In the latest Edward Zwick/ Tom Cruise film, western and eastern ideas are brought together. Cruise plays an ex Civil War soldier who is now full of drink and falling apart due to the horrors of killing innocent Indians on the frontier. The Japanese government hires him to train an army to fight the rebellious Samurai whose way of life is coming to an end with modernization.

Cruise is soon captured by the Samurai and soon goes native. This acts as a redemption of sorts. He joins one group of noble savages to make up for his defeat of the other. The parallel is a stretch because American Indians hadn’t invented the wheel when we came to the New World, where as the Japanese Samurai were at the heart of a very regimented and disciplined system that rivaled the Knights code in European at the same time. To make up for the shaky comparison, Cruise has to continually face nightmares of the Indian slaughter so that we can see his redemption with the Samurai.

The end of the Samurai is tragic in the way Don Quixote is comic. The Man from La Mancha yearns for an earlier chivalrous time when men would quietly go to their fateful death for the system of honor. These noble ideas were slow to die in even Europe and such blind gallantry was mostly responsible for the ugliness of World War I. America, at this time, was ahead of curve in modernizing and is saved us some grief.

The ancient Samurai worked in a closed system where everyone respected the history. Japan had to enter the modern world in order to compete with those nations who wouldn’t respect their rules of warfare. This idea never gets through in the picture. Even worse is that America is blamed for the modernization of Japan and by inference is, I supposed, responsible for the bombing of Pearl Harbor.
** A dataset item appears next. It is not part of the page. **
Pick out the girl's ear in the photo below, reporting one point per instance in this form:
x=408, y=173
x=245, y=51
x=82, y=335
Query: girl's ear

I went to see a film about the noble Samurai and their fight to remain viable, but instead I got another criticism of America. The samurai plot is just a backdrop for Tom Cruise to reject the failings of his own country. I no longer expect a Hollywood film about America to be supportive of America. It’s just that the plot device is so hackneyed that you’d think that critics would be getting tired of it too.

That this version of anti-Americanism has to be set in Japan is, I suppose, a fresh take on hating our country’s history. But why not make Cruise’s struggles personal instead of political. Just seeing Tom Cruise willingly and happily killing Indians would have made his transformation later more poignant than making him another victim of the system.

It’s a very easy thing to criticize one’s country for not always following the modern view of things, especially when the modern view of things is constantly changing. What’s difficult is allowing the past a fair say in what we might consider barbaric or outdated. Too many movies serve the purpose of preaching from lofty heights instead of giving the characters real human challenges. It’s another reason why independent films are more interesting. Independent films don’t always ask the expected questions and give you the easy answers.

As pure entertainment, the movie still worked until the big showdown that rang so hollow it used up what capital it had earned. It’s a shame because Ken Watanabee was great as the Last Samurai and the supporting characters were equally good. Tom Cruise suffers from having such a modern face, but he could have made it work with a more nuanced script.